Documentary filmmaking has always been an important tool of activism and education, but for Rosie Dransfeld, politics must be tempered by artistic concerns. “My films have a message, a political issue behind them,” she says. “But it is as important to create films that are entertaining and engaging.”

Dransfeld has become one of Canada’s most celebrated contemporary cinema verité directors. She insists on using only natural lighting and low-impact filmmaking, ensuring that the film crew understands where the story lies. The goal for her is to reach deep into the heart of a world too often hidden from view, but to do so in ways that connect the audience to the subjects on screen and provoke reflection from both.

It is this ability to capture the full humanity of her subjects and place them at the centre of stories that resonate with emotion that led Hot Docs to name Dransfeld “the master of verité cinema.” As Hot Docs states, “Her films are powerful encounters of the human condition and invite audiences to take another look at reality, balancing on a thin line between laughter and tears.”

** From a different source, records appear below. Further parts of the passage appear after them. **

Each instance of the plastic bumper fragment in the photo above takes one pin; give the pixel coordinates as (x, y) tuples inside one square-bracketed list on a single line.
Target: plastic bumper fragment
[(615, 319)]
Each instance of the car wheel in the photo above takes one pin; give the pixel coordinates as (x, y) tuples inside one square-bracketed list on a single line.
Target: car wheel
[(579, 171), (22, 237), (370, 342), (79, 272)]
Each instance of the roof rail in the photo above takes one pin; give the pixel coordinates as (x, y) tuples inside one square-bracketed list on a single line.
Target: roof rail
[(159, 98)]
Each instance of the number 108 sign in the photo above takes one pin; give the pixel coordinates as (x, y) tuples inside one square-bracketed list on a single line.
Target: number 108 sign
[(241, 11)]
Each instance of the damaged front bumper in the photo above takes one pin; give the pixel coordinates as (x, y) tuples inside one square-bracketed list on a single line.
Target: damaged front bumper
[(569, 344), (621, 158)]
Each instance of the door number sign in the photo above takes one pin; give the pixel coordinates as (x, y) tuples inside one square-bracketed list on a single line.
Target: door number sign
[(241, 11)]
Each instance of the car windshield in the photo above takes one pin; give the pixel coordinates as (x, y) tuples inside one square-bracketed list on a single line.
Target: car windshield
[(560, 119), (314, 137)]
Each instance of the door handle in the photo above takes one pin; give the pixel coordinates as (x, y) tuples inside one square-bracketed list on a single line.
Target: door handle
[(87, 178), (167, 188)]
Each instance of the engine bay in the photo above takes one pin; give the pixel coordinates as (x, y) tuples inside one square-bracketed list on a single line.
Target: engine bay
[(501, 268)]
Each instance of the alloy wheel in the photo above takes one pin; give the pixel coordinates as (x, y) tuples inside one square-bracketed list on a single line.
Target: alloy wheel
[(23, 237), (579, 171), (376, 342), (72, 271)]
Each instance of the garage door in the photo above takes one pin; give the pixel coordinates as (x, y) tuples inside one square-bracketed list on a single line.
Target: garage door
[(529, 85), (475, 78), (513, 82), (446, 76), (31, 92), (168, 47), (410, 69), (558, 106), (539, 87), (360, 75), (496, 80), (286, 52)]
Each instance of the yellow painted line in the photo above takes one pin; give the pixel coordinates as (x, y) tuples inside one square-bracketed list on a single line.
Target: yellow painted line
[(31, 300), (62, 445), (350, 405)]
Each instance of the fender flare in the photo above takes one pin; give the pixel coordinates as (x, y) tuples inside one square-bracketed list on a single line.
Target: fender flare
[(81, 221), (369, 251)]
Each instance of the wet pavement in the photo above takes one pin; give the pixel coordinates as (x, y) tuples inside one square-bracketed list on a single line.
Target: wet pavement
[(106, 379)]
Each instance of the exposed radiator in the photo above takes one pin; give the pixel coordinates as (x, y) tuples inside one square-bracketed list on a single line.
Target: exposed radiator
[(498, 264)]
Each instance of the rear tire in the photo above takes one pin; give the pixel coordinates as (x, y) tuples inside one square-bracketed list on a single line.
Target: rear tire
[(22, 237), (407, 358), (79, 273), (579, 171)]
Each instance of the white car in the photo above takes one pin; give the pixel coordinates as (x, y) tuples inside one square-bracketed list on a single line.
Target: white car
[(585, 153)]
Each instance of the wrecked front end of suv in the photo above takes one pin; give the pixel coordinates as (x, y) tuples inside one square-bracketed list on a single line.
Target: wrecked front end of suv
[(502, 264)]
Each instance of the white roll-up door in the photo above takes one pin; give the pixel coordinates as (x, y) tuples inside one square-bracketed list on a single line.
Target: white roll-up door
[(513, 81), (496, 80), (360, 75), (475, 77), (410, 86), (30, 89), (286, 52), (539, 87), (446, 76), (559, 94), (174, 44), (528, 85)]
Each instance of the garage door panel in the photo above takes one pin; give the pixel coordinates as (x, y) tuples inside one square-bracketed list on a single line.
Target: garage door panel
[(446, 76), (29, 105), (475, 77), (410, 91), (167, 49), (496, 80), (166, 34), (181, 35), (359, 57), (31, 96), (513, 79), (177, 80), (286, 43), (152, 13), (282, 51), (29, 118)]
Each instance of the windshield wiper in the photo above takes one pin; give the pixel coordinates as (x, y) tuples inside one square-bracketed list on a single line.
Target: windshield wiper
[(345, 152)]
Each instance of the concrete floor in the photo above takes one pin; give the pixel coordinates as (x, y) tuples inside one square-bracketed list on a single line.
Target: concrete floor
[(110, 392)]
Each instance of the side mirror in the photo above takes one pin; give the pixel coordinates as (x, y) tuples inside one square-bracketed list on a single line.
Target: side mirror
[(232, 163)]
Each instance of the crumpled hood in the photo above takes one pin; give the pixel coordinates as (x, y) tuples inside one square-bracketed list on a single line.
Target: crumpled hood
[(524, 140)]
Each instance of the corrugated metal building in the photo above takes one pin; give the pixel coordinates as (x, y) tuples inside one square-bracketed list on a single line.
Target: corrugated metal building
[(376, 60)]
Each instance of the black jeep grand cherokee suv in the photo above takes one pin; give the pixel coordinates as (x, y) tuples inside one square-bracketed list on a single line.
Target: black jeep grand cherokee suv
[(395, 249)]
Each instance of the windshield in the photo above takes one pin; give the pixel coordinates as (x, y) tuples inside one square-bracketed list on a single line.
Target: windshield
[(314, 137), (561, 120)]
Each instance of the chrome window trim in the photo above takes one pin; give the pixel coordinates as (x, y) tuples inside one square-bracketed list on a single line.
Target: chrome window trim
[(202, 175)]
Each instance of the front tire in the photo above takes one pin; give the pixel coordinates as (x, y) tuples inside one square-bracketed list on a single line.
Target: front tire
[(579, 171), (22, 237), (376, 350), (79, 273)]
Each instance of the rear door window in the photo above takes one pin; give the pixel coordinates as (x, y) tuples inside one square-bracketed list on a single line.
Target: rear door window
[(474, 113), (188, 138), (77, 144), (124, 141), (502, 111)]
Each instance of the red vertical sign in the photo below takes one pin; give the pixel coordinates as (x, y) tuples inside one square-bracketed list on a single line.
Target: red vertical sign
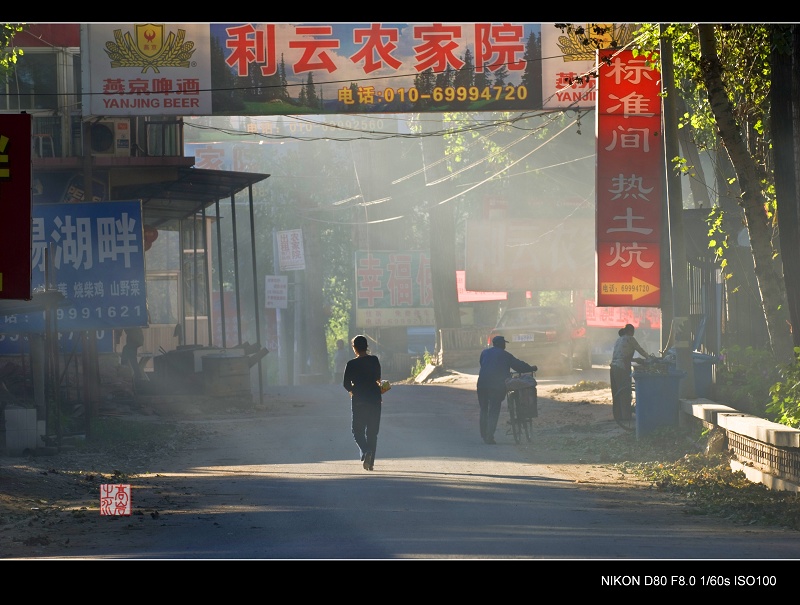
[(630, 157), (15, 206)]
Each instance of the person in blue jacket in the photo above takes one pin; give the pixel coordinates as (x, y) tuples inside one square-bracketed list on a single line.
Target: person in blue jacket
[(496, 366)]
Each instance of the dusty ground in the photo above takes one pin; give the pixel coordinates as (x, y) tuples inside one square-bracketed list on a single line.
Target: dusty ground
[(49, 497)]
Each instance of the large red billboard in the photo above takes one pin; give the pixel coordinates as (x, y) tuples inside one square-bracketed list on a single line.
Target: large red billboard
[(15, 205), (630, 156)]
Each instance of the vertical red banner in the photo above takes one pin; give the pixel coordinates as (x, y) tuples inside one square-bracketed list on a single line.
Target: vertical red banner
[(630, 156), (15, 206)]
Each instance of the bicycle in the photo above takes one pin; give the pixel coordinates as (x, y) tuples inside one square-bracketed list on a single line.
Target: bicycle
[(522, 401), (626, 414)]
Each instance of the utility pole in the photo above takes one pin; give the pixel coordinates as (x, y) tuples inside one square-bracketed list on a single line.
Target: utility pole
[(681, 326)]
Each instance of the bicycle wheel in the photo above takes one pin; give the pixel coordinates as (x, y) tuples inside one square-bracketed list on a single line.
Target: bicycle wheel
[(527, 423), (514, 417), (624, 411)]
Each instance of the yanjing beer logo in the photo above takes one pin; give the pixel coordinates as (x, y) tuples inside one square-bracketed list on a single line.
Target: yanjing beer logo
[(149, 49)]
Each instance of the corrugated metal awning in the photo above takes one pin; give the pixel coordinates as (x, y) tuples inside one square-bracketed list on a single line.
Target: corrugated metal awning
[(193, 190)]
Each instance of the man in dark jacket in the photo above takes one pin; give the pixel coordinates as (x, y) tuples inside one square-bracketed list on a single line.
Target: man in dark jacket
[(496, 366)]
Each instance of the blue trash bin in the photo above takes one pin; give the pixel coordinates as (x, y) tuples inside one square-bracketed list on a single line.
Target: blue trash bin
[(657, 399)]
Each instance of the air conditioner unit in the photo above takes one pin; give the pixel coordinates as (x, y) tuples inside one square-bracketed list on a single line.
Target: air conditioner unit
[(111, 136)]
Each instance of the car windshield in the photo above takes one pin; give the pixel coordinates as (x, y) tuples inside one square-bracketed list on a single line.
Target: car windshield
[(529, 317)]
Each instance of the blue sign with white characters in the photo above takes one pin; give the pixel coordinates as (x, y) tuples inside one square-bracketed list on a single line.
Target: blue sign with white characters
[(94, 255)]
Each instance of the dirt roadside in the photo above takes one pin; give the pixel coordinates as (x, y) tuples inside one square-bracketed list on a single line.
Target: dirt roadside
[(48, 498)]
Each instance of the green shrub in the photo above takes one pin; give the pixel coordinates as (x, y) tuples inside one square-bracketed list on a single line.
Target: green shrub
[(784, 406), (421, 363), (744, 378)]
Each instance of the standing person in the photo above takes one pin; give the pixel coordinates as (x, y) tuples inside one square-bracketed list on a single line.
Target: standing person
[(496, 366), (362, 377), (621, 381), (134, 338), (340, 358)]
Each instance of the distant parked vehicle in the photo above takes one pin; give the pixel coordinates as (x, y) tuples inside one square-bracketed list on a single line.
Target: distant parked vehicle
[(549, 337)]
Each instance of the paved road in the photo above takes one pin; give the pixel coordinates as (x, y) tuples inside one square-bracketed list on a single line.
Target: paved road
[(286, 483)]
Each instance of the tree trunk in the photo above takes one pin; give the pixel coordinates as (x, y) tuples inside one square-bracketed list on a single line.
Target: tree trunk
[(785, 131), (768, 270)]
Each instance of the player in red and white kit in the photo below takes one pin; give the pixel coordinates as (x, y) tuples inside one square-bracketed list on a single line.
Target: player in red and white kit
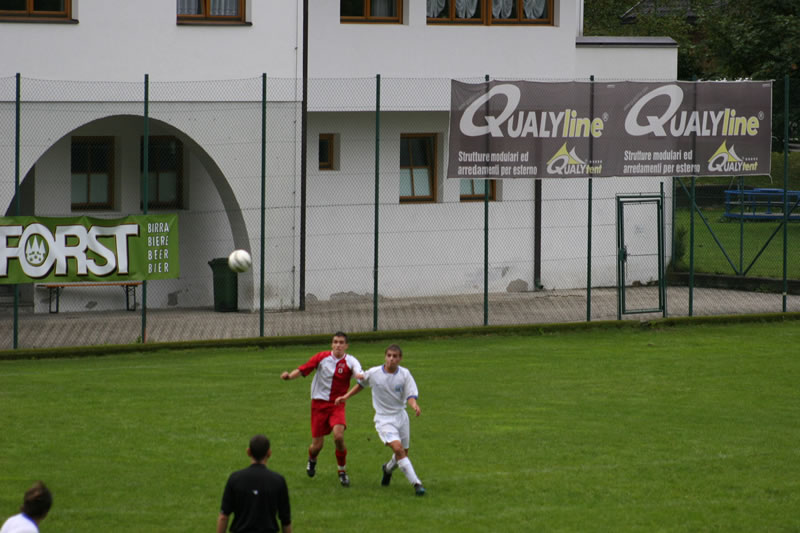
[(334, 369)]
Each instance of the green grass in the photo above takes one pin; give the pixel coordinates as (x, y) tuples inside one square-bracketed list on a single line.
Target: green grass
[(710, 259), (683, 429)]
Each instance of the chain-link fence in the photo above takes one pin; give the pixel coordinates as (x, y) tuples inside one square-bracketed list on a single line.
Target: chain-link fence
[(371, 236)]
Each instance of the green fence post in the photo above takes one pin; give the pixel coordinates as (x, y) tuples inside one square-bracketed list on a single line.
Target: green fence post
[(662, 282), (786, 86), (486, 240), (691, 249), (589, 219), (145, 188), (741, 225), (377, 200), (16, 201), (263, 197)]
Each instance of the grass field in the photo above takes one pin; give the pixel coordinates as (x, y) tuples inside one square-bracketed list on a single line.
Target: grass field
[(682, 429), (710, 259)]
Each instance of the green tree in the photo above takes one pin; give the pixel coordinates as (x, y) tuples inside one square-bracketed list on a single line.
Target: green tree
[(758, 39), (718, 39)]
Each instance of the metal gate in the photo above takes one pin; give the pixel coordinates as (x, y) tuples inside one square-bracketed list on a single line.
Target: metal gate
[(640, 255)]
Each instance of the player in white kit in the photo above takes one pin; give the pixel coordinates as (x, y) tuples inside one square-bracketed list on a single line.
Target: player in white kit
[(392, 387)]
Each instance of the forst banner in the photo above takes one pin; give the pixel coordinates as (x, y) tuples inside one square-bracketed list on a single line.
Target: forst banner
[(137, 247), (521, 129)]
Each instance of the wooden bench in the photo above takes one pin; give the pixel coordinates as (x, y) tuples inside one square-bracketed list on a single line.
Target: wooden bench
[(760, 204), (54, 289)]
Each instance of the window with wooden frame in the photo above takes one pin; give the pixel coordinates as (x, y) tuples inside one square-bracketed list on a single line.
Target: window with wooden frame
[(475, 190), (418, 167), (327, 145), (371, 10), (36, 9), (92, 165), (164, 171), (211, 11), (491, 11)]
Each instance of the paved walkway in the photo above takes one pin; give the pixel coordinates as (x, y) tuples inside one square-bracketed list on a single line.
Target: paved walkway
[(356, 314)]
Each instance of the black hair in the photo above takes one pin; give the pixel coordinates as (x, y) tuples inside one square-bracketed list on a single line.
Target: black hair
[(37, 501), (394, 348), (259, 447)]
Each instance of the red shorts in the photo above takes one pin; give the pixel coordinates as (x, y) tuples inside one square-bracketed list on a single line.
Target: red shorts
[(325, 415)]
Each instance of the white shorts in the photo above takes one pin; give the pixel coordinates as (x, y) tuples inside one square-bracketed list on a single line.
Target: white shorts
[(394, 427)]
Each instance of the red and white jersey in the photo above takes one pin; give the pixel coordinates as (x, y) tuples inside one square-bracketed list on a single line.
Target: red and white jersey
[(333, 375)]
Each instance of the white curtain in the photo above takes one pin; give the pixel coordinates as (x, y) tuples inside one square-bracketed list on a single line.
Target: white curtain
[(535, 9), (383, 8), (465, 9), (189, 7), (502, 9), (225, 8), (435, 8)]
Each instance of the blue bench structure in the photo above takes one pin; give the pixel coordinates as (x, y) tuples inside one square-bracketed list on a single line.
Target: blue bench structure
[(760, 204)]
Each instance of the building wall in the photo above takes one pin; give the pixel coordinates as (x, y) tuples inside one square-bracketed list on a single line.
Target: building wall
[(425, 249)]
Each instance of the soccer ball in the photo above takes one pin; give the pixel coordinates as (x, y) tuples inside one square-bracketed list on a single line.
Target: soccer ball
[(239, 261)]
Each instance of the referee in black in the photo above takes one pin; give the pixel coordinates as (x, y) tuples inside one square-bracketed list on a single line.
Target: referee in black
[(255, 495)]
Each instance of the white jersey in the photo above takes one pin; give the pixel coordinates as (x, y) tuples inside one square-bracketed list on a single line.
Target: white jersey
[(19, 523), (390, 392)]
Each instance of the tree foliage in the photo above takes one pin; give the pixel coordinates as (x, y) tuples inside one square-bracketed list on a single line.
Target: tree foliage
[(718, 39)]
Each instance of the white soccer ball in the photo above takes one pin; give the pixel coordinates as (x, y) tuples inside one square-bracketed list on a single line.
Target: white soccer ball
[(239, 261)]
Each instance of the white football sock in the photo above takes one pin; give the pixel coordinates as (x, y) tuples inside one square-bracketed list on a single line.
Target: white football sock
[(408, 470)]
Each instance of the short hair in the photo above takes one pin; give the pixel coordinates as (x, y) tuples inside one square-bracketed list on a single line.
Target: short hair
[(394, 348), (37, 501), (259, 447)]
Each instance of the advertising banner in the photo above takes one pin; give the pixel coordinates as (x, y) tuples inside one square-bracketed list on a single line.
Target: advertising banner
[(137, 247), (521, 129)]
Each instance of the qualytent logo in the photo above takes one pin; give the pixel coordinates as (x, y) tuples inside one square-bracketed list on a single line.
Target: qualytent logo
[(517, 129)]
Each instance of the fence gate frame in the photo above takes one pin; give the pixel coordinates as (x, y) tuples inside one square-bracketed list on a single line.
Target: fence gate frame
[(622, 251)]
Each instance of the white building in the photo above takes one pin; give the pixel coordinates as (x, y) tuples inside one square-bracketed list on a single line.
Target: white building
[(83, 66)]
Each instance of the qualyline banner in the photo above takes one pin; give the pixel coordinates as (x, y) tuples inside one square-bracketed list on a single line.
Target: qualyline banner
[(520, 129), (137, 247)]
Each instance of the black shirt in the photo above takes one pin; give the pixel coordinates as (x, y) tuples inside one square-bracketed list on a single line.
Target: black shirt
[(255, 495)]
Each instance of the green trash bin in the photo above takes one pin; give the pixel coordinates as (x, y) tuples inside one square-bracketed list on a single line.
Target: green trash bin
[(226, 286)]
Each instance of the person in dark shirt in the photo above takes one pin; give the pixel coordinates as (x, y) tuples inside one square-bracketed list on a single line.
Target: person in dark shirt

That invitation is not so much to change the world as it is to change one’s own attitudes. Dransfeld hopes that her films have contributed to political conversations. And perhaps they have, obliquely. Alberta is now having a debate about payday lenders and the financial traps we lay for impoverished people who can’t access conventional banking systems. This issue was the subject of the award-winning Broke. Canada is finally having conversations about sex worker rights and safety. Who Cares? was released at the start of debates on Bill C-36, The Protection of Communities and Exploited Persons Act. The Truth and Reconciliation Commission brought to the forefront the bleak history of Canada’s abuse of First Nations children. Chris Hoard, a main character in both Broke and Anti-Social Limited is a survivor of the infamous Sixties Scoop, when the government forcibly took Aboriginal children from their families and placed them in foster homes. Without human stories to connect with, these problems would feel too remote and hopeless.

Since her first feature, the quirky Beaverman (2002), Dransfeld has built her career on cinema verité explorations of people on the edges of society, surviving against systemic racism, sexism, family abuse and the grinding cycles of poverty. She eschews the polemical for “the good, well-crafted story” that offers honest depictions of real people up against untenable odds.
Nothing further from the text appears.